Other residents are enthusiastic, aware that Latino residents and businesses have revitalized other Iowa cities such as Storm Lake and Denison.
“I’m glad that it’s getting done,” said Marilyn Schwartzkopf, 73, a Democrat who has been practicing her Spanish to help newcomers, as she volunteered at the county’s historical museum in Jefferson. “We need some diversity here. We’re all too old and White.”

“I don’t have any problem with Latinos coming in,” said Shirley Herrick, 76, who is married to Grand Junction Mayor Gerold Herrick. Both proudly voted for Trump, but said they disagreed with some of his rhetoric. “I couldn’t stand him as a person,” Gerold Herrick said.
At age 80, Herrick said he was “about ready to let somebody younger take over” as mayor. He said he once tried to take himself off the ballot but said voters wrote him back in.
“I like the town,” he said. “But I get tired.”
And the decay is expanding. In Grand Junction, where the railroad still rumbles by, abandoned houses scar neighborhoods and rubble from a burned-out supermarket sits downtown.
Chuck Offenburger, the chair of the diversity project’s steering committee, said the state considered attracting more immigrant families two decades ago, but the plan was shelved. Now Greene County has its own chance, he said.
“We all know each other here,” he told the audience at a town hall meeting in Grand Junction. “The advantage is that we can be more nimble and make things happen much easier, quicker than larger places can.”


For Latinos, adjusting to rural Iowa can be painful, and Trump’s policies and rhetoric made families fear being deported or harmed.
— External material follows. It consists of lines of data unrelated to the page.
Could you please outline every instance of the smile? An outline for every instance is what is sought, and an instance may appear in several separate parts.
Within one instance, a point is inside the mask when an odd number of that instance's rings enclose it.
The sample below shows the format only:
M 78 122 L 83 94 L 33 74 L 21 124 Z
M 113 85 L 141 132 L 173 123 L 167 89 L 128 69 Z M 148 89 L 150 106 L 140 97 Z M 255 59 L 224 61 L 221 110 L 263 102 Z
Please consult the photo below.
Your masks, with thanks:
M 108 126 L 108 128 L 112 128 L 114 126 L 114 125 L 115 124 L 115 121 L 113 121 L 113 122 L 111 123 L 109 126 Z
Heads swivel when they speak Spanish, and some children are picked on in school.
Jesus Valles, 51, an immigrant from Mexico, said he and his wife moved to Iowa in 2019 after years in Colorado to be closer to her family. He bought a three-bedroom fixer-upper for under $25,000 in Churdan, a fading hamlet in Greene County.
But on his first week on the job at a Walmart in another county, he said a customer angrily took issue with his name tag, thinking he had taken the Lord’s name in vain. The name is common in Latin America.
“Who gave you that name?” he said the man asked him.
“My mother?” Valles responded.
He soon found a job at the Greene County Medical Center, which has hired seven Latinos so far, said human resources director Mary Nieto, also a Latina — proof, she says, that change is possible. One new employee fled hours-long traffic jams in Los Angeles. Another traded a night-shift cleaning job in Perry for days at the hospital.
Valles said he earns less than he did as a pipe layer in Colorado, but said his new job is safer.
“I’m getting old,” Valles said. “I don’t want to get caught in a job where I’m tired every night, working in a ditch 20 feet deep.”
He said he thought more Latinos would come to Greene County if employers raised wages. “The wages are what’s going to bring more people or lose more people,” he said.


In Perry, others expressed fear of moving to an area where they would stand out. Some are U.S.-born citizens or legal residents; others are undocumented.
Perry, in contrast to Greene County, hosts an annual Latino festival and it is easy to shop or order lunch in English or Spanish. The popular El Rey’s Market and Guns sells Minnie Mouse piñatas, and cheeses and sauces from each country in northern Central America.
“I wouldn’t leave, really,” said Rosa Sanchez, 29, an immigrant from El Salvador, folding her arms inside Oasis Restaurant as she waited to take orders from the lunch crowd. “I am good here.”
Greene County, she added, “looks very lonely.”
But Gildardo “Gil” Lepe, an immigrant from Mexico who followed his family to Iowa, said he believed more Latinos could thrive here. He recalled his own foray into Greene County years ago, when a big bank refused to loan him the money to open a restaurant in Jefferson, thinking it would not survive.
A small local banker thought differently, he said, and gave him a loan to open “Casa de Oro” — “House of Gold” in 2008.
On the first day the line stretched out the door, he said.
“I’ve been so happy with this town,” he said.